We can take the side of the American Civil Liberties Union on one aspect of Decatur’s panhandling ordinance.
The national organization made a national effort this week. Coordinated by the National Law Center on Homelessness and Poverty, advocates across the country demanded almost 240 cities in more than 12 states repeal what they consider outdated panhandling ordinances.
The ACLU and the Chicago Coalition for the Homeless delivered letters demanding repeal of the ordinances Tuesday to officials in Aurora, Carbondale, Champaign, Chicago, Cicero, Danville, Decatur, East St. Louis, Elgin, Joliet, Moline, Oak Park, Peoria, Rockford and Urbana.
National Law Center on Homelessness & Poverty senior attorney Eric Tars said until basic needs such as food, health care and housing are met, homeless people have the right to ask for help.
The Decatur ordinance bans solicitation on public buses, within 15 feet of a bank or ATM or on private property. It also bans soliciting money in public "in an aggressive manner," which could include touching, asking after being denied, or trying to stop someone's walking or driving path.
All of which sounds reasonable. But the U.S. Supreme Court has ruled panhandling is protected by the First Amendment right to free speech, and the case has been successfully used to challenge panhandling ordinances across the country. Lawyers argued that cities couldn't stop people from asking for money on a street corner while allowing others to talk about something else on that corner.
It’s not a bad thing to have a review, which interim Decatur City Manager Billy Tyus said will be done by city staff, and when that's completed, they'll report to the city council.

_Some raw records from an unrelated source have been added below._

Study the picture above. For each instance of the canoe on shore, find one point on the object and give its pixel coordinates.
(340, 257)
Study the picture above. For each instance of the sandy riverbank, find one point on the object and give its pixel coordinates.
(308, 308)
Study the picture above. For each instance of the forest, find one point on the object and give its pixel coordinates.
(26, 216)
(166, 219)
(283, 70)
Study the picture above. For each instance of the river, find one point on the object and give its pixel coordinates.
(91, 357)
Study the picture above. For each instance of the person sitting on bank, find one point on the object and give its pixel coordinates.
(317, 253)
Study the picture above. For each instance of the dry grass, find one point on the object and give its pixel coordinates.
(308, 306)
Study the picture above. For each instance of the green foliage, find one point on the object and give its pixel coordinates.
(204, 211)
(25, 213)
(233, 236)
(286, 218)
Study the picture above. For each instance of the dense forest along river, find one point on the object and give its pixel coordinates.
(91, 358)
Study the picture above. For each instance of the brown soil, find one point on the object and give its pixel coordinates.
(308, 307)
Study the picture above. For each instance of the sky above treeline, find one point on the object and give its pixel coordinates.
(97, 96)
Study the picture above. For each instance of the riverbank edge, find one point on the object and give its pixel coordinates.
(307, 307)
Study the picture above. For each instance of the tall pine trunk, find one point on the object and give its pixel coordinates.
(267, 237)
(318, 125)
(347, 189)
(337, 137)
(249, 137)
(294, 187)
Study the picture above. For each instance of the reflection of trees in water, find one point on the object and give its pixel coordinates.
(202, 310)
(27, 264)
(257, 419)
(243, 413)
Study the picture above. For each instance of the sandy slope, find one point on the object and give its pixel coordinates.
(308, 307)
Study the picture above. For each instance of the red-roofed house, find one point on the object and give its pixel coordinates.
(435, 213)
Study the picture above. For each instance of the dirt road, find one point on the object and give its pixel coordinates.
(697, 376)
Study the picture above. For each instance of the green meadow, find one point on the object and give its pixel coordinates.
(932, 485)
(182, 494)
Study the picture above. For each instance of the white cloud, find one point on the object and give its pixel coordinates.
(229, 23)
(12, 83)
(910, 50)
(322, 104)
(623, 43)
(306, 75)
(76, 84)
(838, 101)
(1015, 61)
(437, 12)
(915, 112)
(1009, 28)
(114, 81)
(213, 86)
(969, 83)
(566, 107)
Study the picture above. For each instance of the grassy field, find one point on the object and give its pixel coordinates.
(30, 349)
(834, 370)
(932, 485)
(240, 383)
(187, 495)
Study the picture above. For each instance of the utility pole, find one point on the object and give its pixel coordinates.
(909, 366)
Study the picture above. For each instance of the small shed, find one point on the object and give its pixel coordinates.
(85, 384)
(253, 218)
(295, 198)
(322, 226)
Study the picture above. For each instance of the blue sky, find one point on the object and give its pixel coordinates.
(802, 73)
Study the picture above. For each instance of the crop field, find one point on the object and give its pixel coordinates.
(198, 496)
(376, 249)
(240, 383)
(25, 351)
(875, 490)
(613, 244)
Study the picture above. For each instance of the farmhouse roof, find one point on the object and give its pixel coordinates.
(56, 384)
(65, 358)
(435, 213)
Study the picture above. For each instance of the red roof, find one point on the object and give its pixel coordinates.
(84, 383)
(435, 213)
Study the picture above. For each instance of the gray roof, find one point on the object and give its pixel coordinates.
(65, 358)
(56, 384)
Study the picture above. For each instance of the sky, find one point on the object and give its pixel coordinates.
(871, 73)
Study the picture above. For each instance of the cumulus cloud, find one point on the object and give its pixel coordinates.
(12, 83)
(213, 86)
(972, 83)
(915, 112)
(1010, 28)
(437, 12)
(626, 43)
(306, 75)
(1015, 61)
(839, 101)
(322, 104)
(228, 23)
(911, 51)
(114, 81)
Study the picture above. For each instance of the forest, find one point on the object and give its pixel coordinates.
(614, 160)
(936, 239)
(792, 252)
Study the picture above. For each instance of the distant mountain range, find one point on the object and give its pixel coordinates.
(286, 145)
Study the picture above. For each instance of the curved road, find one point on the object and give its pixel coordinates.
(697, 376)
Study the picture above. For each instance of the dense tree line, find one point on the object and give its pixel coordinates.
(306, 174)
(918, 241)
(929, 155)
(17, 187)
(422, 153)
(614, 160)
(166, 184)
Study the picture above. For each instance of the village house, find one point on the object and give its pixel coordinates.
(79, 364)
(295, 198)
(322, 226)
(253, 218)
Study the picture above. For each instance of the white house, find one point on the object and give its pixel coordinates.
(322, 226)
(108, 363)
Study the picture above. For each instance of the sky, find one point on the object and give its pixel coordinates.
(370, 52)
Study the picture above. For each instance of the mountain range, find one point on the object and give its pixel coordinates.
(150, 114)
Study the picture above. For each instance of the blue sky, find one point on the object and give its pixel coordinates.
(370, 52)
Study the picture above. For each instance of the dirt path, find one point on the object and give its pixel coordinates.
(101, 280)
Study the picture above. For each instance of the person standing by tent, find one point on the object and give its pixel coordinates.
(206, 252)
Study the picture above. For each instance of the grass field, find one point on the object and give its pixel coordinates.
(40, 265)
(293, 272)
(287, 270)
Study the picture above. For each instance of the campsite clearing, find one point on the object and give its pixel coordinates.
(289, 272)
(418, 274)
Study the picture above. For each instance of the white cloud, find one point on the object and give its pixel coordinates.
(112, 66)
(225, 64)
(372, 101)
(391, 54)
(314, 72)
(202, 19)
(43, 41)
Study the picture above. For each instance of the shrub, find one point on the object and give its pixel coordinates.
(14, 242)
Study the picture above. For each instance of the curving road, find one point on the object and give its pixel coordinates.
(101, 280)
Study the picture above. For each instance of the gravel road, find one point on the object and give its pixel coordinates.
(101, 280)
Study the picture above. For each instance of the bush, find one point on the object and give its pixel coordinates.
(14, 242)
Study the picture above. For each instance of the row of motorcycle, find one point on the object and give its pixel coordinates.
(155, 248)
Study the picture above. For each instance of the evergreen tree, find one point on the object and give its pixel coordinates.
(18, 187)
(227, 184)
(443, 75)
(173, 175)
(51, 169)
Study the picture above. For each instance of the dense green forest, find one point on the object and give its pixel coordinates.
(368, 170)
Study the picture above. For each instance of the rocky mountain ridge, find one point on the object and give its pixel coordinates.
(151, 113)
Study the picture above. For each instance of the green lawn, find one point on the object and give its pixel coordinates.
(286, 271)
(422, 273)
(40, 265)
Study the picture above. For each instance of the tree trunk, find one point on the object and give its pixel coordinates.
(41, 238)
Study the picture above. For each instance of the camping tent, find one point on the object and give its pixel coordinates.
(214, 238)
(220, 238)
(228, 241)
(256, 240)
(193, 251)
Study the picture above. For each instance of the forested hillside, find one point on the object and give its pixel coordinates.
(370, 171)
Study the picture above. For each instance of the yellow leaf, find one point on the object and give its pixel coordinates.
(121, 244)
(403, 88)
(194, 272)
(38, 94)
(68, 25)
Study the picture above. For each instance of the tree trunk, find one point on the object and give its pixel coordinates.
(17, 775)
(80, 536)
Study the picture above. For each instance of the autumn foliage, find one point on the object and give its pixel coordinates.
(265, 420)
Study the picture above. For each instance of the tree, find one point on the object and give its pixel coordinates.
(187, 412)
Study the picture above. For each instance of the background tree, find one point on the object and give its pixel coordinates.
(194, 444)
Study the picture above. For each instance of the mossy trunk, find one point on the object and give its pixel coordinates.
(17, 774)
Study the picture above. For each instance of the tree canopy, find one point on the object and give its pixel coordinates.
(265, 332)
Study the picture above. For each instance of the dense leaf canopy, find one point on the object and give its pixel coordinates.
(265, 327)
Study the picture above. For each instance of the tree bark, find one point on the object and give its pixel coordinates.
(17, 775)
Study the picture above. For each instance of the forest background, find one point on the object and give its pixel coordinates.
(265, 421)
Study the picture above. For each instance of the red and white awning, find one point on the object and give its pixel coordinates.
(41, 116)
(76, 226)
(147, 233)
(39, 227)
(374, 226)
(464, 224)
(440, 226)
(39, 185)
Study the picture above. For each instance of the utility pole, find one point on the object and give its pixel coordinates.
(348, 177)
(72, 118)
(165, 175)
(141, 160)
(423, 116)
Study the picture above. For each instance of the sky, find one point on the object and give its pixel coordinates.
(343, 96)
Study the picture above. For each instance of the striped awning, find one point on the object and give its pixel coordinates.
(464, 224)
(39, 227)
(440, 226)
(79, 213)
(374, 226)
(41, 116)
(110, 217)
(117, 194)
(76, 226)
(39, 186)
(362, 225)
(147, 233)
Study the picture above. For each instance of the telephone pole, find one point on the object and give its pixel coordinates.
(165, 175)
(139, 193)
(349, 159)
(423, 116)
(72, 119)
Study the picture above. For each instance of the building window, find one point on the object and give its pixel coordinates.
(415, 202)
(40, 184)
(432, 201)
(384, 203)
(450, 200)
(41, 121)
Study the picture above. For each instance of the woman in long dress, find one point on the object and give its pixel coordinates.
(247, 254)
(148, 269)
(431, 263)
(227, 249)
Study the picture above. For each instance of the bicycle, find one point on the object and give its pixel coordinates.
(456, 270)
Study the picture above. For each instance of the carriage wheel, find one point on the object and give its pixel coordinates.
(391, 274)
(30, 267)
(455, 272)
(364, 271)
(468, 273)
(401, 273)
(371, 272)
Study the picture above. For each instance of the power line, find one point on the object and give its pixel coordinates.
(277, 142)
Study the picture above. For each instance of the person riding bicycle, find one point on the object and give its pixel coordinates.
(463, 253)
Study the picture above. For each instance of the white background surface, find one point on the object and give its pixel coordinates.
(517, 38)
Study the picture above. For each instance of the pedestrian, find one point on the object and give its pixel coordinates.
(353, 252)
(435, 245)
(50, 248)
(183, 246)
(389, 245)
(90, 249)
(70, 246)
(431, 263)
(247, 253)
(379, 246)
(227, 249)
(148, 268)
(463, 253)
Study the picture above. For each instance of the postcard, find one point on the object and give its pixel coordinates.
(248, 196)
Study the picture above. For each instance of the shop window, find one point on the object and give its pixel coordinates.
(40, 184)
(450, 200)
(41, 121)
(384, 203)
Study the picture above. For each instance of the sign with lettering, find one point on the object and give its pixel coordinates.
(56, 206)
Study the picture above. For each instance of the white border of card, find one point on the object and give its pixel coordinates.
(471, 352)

In particular, the use of the word “aggressive” in the ordinance is fuzzy, and unless the panhandler is clearly interfering with a person’s progress, “aggressive” is difficult to define. What’s aggressive and invasive to one person is another person’s friendliness.
The review is serious business. In a battle over its anti-panhandling laws, the city of Springfield was ordered by federal court to pay more than $330,000 to civil rights attorneys who represented two panhandlers.
Several Decatur nonprofit organizations and the Greater Decatur Chamber of Commerce last year launched a campaign against panhandling. Law enforcement officials and social workers say in no uncertain terms that the best way to help panhandlers is to do almost anything but give money. Christine Gregory, executive director of Dove Inc., a Decatur-based coalition of religious social service organizations and volunteers, calls the panhandlers' coercion “manipulative entrepreneurship.”
The issue is one most citizens do not want to try to confront. Avoiding the topic is easier, as is leaving a vague ordinance on the books.
Refining the law is the way to make sure it says what we want it to stay while remaining within the parameters reached by the courts.